While it seems that the geological event described did take place,
there are a number of assumptions which make identification with
Noah's Flood doubtful or impossible in the form suggested. After
all, one must account for the global memory of a great flood,
as well as integrate the theory with other scientific disciplines,
and the Biblical data. Here the new theory falls down.
To account for the tradition, common to many peoples, of a massive
flood, Ryan and Morris claim that the Neolithic farmers who had
lived in Europe, Asia and North Africa at an earlier time had
migrated to the Black Sea region as a result of serious drought
elsewhere. The inundation of the Black Sea then dispersed them
and they carried with them the memory of 'the event which changed
history'. This is a scenario which does not mesh with what we
think we know of the Neolithic period from archaeology and other
disciplines.
Again, the Biblical picture is of a sudden flood associated with
rain, but Ryan and Pitman regard this as mere embellishment of
the original history.
To those who regard Noah's Flood as geographically universal,
the new theory offers no solution. Indeed, even to allow the possibility
of a date for the Flood of 5600 BC would be regarded by many as
2500 years earlier than justified by the Bible.
On the other hand, those representing the 19th century Protestant
orthodoxy of say the Free Church of Scotland tradition, as I do,
reject 'flood geology' and are comfortable with a Flood that is
universal in a sense or senses other than the geographical. But
this view still accepts the suddenness of the Flood and the involvement
of rain.
Two concluding points: (1) The tendency to regard the Biblical
and Mesopotamian Flood accounts as much the same is to be resisted.
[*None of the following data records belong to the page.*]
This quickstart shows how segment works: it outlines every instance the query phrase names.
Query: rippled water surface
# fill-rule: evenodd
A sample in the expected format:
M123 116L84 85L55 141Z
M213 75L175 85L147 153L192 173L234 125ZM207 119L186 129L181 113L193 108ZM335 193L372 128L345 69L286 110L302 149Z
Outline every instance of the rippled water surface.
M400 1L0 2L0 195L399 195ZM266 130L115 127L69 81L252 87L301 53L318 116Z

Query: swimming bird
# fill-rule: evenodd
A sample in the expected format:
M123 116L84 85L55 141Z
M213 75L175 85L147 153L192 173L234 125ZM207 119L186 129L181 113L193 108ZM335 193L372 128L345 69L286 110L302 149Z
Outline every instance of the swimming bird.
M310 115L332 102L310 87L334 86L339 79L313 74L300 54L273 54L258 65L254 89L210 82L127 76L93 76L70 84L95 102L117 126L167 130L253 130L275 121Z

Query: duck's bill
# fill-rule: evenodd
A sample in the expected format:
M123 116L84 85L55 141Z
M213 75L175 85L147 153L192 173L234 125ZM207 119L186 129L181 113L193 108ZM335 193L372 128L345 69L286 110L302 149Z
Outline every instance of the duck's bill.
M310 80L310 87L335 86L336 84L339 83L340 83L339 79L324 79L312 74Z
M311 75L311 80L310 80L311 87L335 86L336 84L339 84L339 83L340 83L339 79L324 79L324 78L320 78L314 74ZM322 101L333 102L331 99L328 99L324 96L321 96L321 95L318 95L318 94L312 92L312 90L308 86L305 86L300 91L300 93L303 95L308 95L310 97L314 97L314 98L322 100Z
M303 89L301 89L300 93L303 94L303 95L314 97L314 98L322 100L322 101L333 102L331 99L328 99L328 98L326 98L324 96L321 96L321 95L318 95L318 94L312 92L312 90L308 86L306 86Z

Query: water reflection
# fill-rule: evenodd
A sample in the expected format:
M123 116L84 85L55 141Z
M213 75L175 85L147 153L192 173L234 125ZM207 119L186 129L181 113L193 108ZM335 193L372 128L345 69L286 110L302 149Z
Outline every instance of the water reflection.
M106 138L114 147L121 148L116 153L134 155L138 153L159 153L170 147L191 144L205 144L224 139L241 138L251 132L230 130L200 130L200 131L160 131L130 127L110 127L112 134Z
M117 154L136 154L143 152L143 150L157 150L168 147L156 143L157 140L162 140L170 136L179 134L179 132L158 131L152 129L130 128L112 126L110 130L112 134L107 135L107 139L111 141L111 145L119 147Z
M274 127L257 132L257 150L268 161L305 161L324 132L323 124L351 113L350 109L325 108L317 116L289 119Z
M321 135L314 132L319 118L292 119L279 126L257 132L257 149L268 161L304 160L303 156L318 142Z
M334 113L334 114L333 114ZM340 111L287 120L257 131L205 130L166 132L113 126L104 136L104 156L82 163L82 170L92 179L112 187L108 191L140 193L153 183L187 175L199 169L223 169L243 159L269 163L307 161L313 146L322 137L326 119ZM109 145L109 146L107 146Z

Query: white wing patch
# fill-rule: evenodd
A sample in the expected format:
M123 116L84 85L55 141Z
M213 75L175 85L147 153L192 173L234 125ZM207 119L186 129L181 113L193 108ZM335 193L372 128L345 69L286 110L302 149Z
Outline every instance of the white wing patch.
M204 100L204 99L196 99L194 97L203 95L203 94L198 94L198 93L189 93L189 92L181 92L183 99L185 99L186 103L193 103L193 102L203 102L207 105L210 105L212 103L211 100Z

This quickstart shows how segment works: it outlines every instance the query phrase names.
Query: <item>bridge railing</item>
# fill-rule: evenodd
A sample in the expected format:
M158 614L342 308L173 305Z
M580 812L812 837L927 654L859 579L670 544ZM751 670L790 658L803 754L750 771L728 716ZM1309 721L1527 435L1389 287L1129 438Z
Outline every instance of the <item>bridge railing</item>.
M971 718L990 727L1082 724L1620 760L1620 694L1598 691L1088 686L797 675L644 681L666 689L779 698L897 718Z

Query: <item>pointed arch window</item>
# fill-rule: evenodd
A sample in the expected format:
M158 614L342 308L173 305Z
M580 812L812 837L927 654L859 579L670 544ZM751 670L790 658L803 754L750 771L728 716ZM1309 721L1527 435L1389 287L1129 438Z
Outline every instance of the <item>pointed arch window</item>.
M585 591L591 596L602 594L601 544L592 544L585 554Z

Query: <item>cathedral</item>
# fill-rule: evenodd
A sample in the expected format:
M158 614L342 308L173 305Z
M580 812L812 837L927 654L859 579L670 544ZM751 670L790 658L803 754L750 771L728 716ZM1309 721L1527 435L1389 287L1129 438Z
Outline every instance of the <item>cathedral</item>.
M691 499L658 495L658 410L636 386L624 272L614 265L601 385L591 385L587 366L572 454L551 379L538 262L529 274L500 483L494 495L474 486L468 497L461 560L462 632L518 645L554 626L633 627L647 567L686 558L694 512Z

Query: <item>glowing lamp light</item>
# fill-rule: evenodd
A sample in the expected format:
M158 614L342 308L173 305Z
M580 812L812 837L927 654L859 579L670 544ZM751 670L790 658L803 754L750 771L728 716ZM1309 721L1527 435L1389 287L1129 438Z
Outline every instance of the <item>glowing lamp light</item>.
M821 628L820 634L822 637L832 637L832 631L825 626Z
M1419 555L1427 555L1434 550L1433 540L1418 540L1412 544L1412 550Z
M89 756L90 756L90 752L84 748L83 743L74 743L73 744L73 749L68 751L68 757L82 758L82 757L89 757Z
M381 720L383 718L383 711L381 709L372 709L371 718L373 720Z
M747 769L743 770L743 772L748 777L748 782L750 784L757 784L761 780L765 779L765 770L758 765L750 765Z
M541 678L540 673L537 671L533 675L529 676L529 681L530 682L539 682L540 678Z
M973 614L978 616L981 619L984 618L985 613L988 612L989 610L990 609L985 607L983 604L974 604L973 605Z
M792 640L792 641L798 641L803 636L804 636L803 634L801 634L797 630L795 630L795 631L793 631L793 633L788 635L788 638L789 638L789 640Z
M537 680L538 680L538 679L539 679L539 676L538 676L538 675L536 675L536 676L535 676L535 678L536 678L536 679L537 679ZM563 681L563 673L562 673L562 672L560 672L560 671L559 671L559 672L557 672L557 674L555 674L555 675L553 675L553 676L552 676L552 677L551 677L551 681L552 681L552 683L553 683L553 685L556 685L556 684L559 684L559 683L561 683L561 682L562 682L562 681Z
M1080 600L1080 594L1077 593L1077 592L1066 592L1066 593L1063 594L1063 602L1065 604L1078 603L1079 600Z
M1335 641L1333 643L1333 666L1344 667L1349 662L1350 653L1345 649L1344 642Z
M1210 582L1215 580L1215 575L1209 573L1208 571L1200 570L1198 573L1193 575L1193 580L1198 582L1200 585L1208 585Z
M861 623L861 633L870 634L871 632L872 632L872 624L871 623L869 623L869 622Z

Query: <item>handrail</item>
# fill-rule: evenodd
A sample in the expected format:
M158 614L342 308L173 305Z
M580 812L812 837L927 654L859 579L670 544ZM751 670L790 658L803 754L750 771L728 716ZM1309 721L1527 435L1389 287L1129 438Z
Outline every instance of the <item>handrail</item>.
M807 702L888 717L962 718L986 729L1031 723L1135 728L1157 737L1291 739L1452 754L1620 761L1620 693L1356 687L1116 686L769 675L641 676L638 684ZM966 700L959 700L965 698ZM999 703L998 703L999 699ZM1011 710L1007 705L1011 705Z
There are parallels but also very significant differences. In
the Epic of Gilgamesh the gods bring the flood because the noise
of the humans disturbs them, but one of the gods (Enki) disagrees
and tips off Ut-Napishtim so that he built a cube shaped boat
with seven levels five times greater in capacity than Noah's ark,
and in which he was saved. The gods found the flood was greater
than they intended and they 'cowered like dogs' in its presence.
Afterwards they squabbled about the action of Enki.
(2) There are objections to the geographically universal model
of the flood which may be drawn from Scripture as well as other
data. Thus, Scripture shows not the slightest interest in explaining
how all the creatures were contained in the ark, but obviously
there were no more than could go on board through one door at
a week's notice and be cared for and fed by eight people. Further,
there is currently no satisfactory physical evidence of a flood
disrupting all civilisation in the ancient near east since 9000
BC, and few would want to place the Flood earlier than that.
However, the last word has not been spoken on the subject of the Flood in its physical aspects. Christians need to be careful not to read our more comprehensive knowledge of the entire globe into a narrative related to the region where Noah and his contempories lived. They also need to avoid anxiety to explain or, indeed, explain away, Biblical history through reconstructions from the past which can only be provisional at best.